DTP業界に身を置く私は、業務用として使うばかりで、遊びで使ったことがなかった。使用時間の内訳は、AdobeのIllustratorが5割、Photoshopが3割、その他が2割といった感じではなかろうか。
年頭から「ナンかな〜、今年は今まで使ってないソフトで遊びたいな〜」と思っていた。
ある日のこと、本屋さんで『Poser Scene Master』を見つけた。
「やった、スゴイぞ!3DCGで雪だるまを作った!」から始まる前書きで、著者は自らの3DCGソフト習得の挫折を軽妙に語っていた。
私は、前書きだけで、この本を気に入ってしまった。

腰巻き(本の帯紙)のコピーがこの本のユニークな特長を語っている。
「あのマンガやアニメの名場面を3Dで再現してみよう!」
そうよ、そんなんよ、膝をたたきたくなった。
たいていのパソコンソフトの解説本は、初級、中級の機能を教え、上級の部分は、「実際に使って研究してね」で終わる。つまり、習得という長い道程を経た後、何を作るかは貴方次第です、となっている。
ところが、『Poser Scene Master』は、これ(例えばジョジョ立ち)を創るためにPoserのこの機能を引っ張り出しましょう、と明快である。
つまり、目的のために手段を覚えるのである。
名場面は作りたかったけれど、習得道の途中で息切れして座り込んでいた、いわば「雪だるま挫折組」の私は、レジに直行したのだった。
「もう、雪だるまを作らなくてもいいのです」
そうか。そうか。Poserとはそのためのソフトなんだと、多いに私を納得させ、各章の冒頭で繰り返される「しかし、私たちにはPoserがあるではないか!」の名文句は、いっそう私を励ました。
よっしゃ。
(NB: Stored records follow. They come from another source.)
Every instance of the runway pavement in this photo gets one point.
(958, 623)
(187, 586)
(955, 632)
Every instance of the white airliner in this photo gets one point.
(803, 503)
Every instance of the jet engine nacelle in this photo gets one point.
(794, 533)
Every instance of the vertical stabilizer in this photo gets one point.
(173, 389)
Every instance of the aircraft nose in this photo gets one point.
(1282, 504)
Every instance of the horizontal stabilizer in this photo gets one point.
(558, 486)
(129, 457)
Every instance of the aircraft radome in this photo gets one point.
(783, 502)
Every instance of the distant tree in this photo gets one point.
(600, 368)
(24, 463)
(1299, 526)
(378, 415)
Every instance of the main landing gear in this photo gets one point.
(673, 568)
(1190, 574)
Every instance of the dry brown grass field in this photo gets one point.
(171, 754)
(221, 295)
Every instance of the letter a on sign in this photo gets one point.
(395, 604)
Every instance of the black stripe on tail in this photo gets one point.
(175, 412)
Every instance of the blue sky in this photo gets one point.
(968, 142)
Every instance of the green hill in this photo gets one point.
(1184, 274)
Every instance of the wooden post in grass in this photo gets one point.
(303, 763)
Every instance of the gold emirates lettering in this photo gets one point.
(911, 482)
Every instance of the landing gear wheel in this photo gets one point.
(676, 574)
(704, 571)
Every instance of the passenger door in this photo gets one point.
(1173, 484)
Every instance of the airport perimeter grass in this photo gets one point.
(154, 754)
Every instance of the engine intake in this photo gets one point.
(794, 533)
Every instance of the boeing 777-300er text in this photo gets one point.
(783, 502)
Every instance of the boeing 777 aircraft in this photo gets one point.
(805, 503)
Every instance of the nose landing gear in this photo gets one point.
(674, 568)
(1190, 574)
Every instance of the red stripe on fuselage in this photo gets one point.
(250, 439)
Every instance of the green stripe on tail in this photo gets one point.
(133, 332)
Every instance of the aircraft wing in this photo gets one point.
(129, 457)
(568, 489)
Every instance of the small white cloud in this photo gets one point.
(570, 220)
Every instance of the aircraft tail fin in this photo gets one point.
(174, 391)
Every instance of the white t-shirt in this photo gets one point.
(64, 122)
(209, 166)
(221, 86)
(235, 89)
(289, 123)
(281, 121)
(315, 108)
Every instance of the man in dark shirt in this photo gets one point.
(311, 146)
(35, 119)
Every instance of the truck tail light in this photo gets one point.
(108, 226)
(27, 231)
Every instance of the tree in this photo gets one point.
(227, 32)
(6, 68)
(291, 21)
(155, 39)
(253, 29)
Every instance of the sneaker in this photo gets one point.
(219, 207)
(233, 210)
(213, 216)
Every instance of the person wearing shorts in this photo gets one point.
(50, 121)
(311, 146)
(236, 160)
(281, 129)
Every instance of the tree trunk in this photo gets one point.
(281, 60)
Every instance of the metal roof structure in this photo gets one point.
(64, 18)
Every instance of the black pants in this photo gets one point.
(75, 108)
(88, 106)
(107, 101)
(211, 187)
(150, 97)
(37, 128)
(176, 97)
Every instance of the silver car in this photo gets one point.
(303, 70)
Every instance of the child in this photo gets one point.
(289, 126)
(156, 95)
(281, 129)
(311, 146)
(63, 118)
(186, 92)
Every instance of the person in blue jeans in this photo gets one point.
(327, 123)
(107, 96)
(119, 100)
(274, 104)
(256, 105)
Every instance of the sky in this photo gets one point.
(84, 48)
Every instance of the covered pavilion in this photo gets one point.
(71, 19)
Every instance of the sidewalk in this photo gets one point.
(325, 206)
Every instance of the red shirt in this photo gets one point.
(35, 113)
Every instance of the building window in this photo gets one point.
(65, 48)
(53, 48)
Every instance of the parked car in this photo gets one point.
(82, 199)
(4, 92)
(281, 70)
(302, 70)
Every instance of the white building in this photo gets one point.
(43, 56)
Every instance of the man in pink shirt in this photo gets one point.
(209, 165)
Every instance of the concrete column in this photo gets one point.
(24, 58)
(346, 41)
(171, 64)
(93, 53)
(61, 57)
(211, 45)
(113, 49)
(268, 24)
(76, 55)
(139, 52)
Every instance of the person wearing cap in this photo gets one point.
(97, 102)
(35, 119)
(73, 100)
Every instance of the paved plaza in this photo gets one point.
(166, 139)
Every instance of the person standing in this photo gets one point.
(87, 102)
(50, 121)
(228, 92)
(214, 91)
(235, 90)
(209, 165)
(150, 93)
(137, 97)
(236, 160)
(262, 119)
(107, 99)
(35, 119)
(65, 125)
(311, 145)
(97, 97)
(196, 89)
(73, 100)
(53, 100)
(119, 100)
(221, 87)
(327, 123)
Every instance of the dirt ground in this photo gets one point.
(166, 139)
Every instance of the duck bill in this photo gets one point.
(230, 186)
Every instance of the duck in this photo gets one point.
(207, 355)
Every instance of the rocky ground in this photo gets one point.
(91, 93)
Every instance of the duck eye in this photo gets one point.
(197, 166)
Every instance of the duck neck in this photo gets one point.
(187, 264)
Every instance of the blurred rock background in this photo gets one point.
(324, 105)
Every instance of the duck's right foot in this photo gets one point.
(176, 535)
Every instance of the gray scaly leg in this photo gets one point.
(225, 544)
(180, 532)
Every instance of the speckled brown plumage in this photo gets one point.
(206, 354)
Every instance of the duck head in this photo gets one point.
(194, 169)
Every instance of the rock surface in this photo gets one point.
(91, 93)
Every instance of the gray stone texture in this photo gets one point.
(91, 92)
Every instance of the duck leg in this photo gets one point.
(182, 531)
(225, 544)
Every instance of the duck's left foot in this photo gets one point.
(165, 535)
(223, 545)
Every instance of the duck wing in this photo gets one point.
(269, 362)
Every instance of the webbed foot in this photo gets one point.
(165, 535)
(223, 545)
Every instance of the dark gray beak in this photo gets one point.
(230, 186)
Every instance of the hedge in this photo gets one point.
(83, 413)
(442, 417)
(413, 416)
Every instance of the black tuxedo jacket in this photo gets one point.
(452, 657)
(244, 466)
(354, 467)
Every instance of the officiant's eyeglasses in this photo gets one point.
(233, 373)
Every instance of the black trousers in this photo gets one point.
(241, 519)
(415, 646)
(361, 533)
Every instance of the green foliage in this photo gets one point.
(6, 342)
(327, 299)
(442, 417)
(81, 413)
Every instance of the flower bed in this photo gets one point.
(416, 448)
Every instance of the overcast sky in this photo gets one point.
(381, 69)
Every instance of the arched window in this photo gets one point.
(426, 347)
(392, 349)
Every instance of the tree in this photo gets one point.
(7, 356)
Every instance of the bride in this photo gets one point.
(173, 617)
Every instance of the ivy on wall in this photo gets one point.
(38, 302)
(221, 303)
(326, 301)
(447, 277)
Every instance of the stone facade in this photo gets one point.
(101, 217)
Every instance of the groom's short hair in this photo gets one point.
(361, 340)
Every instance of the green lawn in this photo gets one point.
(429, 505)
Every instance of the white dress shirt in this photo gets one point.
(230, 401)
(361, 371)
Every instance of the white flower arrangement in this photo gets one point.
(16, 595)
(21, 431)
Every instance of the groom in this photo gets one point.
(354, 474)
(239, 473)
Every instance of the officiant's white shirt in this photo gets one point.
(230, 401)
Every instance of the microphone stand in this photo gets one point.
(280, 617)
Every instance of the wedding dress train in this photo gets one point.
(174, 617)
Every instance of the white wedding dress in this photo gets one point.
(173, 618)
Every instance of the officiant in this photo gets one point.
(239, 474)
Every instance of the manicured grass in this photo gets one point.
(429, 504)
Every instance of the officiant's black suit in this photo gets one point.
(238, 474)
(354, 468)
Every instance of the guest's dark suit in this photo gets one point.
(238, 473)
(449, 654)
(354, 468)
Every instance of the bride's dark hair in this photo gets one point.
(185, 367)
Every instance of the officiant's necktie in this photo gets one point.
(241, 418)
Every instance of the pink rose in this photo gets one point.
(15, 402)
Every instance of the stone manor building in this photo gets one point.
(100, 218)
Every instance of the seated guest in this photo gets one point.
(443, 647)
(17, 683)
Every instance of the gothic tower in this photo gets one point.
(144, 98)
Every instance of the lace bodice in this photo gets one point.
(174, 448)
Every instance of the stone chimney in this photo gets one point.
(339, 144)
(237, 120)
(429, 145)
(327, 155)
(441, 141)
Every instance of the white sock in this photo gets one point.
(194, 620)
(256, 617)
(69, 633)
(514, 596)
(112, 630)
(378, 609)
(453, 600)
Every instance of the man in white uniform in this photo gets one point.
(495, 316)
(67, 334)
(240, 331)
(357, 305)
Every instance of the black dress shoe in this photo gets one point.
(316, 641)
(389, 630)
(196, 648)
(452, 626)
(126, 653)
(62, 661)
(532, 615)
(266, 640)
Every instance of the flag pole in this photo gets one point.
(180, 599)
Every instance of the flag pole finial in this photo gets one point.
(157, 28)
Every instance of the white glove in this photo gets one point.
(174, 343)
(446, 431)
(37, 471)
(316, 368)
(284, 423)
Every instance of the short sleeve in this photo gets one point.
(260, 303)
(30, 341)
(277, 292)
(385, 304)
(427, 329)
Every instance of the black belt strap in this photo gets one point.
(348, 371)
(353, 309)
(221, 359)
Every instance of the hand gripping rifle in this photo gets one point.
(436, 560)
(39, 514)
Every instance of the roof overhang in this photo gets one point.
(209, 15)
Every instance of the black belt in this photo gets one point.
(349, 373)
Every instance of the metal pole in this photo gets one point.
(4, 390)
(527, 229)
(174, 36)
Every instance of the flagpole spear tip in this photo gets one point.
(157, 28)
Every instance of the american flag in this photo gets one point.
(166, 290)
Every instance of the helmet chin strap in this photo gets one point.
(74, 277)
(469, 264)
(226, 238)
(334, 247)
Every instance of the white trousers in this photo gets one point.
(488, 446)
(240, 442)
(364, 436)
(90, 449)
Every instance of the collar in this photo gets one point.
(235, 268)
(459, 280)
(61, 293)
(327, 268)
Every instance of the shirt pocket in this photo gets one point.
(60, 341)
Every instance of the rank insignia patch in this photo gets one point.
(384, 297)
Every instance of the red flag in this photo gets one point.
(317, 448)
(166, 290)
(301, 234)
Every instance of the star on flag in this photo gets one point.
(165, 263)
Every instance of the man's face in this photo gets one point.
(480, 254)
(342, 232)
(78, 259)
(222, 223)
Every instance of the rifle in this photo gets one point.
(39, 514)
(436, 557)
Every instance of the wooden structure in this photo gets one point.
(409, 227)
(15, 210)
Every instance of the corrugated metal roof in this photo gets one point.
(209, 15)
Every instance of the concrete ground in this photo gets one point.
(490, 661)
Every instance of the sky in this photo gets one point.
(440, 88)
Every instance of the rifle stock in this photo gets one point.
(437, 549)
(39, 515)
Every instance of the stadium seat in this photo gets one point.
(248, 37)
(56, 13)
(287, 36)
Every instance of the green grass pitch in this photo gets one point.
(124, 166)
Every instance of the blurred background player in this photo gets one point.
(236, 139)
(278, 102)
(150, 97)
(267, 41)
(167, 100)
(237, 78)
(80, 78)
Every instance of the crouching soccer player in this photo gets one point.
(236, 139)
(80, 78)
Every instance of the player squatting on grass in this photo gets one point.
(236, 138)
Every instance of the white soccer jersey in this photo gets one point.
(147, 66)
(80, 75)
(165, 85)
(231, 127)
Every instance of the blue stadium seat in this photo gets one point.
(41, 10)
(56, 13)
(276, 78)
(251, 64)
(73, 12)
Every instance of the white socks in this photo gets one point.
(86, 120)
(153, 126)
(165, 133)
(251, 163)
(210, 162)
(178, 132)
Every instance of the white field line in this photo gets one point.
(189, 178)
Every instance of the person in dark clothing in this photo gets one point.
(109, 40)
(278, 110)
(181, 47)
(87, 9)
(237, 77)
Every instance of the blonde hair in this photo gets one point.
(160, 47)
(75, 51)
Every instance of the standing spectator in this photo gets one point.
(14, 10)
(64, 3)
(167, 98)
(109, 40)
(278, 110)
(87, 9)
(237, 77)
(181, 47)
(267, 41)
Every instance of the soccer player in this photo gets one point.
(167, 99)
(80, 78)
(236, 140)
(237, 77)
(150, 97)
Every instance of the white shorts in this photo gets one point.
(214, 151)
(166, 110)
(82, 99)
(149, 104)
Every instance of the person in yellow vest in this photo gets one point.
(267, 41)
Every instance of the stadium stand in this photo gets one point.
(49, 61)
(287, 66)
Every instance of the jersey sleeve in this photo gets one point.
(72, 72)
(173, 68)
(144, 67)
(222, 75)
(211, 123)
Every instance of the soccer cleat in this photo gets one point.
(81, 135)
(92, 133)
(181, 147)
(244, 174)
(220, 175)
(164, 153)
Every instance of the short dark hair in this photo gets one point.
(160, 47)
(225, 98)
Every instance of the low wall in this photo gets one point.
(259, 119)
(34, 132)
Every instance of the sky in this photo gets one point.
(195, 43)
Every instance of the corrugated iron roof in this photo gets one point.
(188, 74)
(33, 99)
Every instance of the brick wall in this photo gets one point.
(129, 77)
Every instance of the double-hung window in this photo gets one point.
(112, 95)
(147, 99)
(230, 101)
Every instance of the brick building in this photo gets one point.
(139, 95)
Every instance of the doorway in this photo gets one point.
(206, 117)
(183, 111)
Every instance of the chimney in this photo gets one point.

Poserで遊ぼう!!
…2007年、早々に決めてしまったのである。
さて、追記。
『Poser Scene Master』。この本は、画期的な名著として、後世で語られるに違いないと思う。著者名の検索から、「全力HP」を発見、その多岐にわたるコンテンツに驚嘆した。
「Poser覚書」もくまなく拝見、以来、私にとってのPoser系情報源になった。ハンドルも「かぶき」さんということを知ったが、最初の印象とは恐ろしいもので、私の頭の人名録には、しっかりと「全力さん」と登録されてしまった。